Critics and historians of modern art in post-independence Lebanon have habitually stressed its cosmopolitan, European orientation and attributed this to a host of factors, most popularly, the multi-sectarian socio-political composition of Lebanon and the strong ties of a Lebanese Christian elite to Europe. This standard view generally foregrounds the exception of Lebanon in an Arab region, where national affirmations were prevalent in artistic processes of decolonization. […] I propose, in contrast, that if we challenge the guiding questions and ‘national’ framework within which these arguments are lodged, we find something else: something at once radical, cosmopolitan and not Eurocentric.

[…]

First, I emphasize how Beirut in the long 1960s developed as a nexus of transnational Arab artistic encounter, aesthetic experimentation, intellectual debate and political contestation. Its cosmopolitanism was not directed only at Euro-American modernism and not limited to a Lebanese nationalist subjectivity. Rather, it was formed by competing transnational circuits of modernism and the mobility of its enunciating subjects, not least Egyptian, Palestinian, Syrian and Iraqi artists and intellectuals who weaved through the city, in and out of its flourishing art galleries, publishing industry, and tourism and leisure sites. Second, I contend that this cosmopolitanism was also politically radical, demonstrating how in the contingency of the 1967 Arab defeat and the Third Worldist politics of transnational solidarity, the city’s modernist aesthetic circuits and associated infrastructures were radicalized to serve the Palestinian revolutionary project. The ‘radical liberalism’ (Creswell 2019: 10) of Beirut’s early 1960s was repurposed by the close of the decade as a node in Third Worldist internationalism. Thus the cosmopolitanism of ‘Beirut: the Paris of the East’ was displaced in the service of revolutionary ‘Arab Hanoi’ and thereby transformed. The ensuing cosmopolitan radicalism is expressed in and through visual and print cultures that carried in their transnational circulatory practices projects of anti-imperial solidarity and prefigured radical horizons of possibility. Accordingly, we need to reconceive of this radicalized form of cosmopolitanism as one that is enunciated ‘from below’ – from the place of margins – decentring Eurocentric normative and institutional instantiations.

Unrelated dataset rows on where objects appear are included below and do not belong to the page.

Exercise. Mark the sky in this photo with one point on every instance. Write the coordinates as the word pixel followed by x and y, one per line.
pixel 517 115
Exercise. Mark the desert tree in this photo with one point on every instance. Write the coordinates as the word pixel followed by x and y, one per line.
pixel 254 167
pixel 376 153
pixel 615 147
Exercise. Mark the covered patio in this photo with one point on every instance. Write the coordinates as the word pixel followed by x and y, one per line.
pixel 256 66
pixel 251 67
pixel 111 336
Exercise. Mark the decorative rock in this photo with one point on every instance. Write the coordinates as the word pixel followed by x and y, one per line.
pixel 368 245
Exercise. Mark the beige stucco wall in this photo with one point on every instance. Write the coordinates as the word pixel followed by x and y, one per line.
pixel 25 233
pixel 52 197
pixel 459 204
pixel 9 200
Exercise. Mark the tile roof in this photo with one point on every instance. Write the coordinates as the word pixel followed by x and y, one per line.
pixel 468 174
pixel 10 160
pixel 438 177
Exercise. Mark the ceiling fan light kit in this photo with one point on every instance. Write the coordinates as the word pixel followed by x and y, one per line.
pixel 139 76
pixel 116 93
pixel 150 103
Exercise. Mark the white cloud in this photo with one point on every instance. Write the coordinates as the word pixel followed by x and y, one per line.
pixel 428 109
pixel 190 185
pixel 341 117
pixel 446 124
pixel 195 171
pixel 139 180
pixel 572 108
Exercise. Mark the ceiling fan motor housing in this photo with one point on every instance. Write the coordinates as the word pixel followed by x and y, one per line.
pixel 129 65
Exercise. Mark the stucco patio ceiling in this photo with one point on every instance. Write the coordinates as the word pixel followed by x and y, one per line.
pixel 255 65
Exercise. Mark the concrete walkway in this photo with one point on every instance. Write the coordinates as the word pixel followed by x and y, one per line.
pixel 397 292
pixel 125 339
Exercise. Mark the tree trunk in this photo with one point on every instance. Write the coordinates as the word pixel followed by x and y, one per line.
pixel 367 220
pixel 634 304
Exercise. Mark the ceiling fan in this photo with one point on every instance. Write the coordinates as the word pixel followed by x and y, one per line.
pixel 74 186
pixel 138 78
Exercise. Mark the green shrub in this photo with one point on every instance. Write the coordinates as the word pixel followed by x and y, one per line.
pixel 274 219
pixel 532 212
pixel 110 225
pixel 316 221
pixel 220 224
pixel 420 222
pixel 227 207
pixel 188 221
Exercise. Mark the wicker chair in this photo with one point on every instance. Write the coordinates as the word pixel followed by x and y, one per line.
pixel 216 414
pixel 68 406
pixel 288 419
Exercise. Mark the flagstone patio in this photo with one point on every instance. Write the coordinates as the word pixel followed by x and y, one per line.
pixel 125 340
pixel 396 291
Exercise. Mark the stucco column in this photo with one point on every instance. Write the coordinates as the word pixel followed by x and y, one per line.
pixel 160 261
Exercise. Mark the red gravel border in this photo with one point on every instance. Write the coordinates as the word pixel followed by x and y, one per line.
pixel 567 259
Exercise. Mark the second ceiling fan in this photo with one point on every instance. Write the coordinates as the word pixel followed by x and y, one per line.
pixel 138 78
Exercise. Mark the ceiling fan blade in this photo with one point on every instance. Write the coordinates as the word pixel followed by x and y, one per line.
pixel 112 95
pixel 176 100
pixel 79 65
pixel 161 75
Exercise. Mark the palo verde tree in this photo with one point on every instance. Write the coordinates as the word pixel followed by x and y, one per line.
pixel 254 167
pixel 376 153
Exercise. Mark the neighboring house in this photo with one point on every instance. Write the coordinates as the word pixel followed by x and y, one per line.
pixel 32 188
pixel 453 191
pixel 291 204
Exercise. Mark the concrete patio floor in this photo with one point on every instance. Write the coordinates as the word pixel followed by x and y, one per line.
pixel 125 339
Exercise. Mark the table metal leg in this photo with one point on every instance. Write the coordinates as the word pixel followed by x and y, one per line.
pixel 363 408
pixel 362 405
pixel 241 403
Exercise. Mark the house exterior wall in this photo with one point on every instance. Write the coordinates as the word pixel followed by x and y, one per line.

The antagonistic relations forming in the global space of Beirut were not only linked to domestic articulations of national, sectarian and class identities; rather, and crucially, I argue that these social relations were also politically entangled with translocal modes of visuality. Against any celebratory reminiscence of the ‘golden years’, my argument conceives of Beirut’s long 1960s as a liminal juncture, an anxious time and space when the city held out promises at once politically radical and radically cosmopolitan.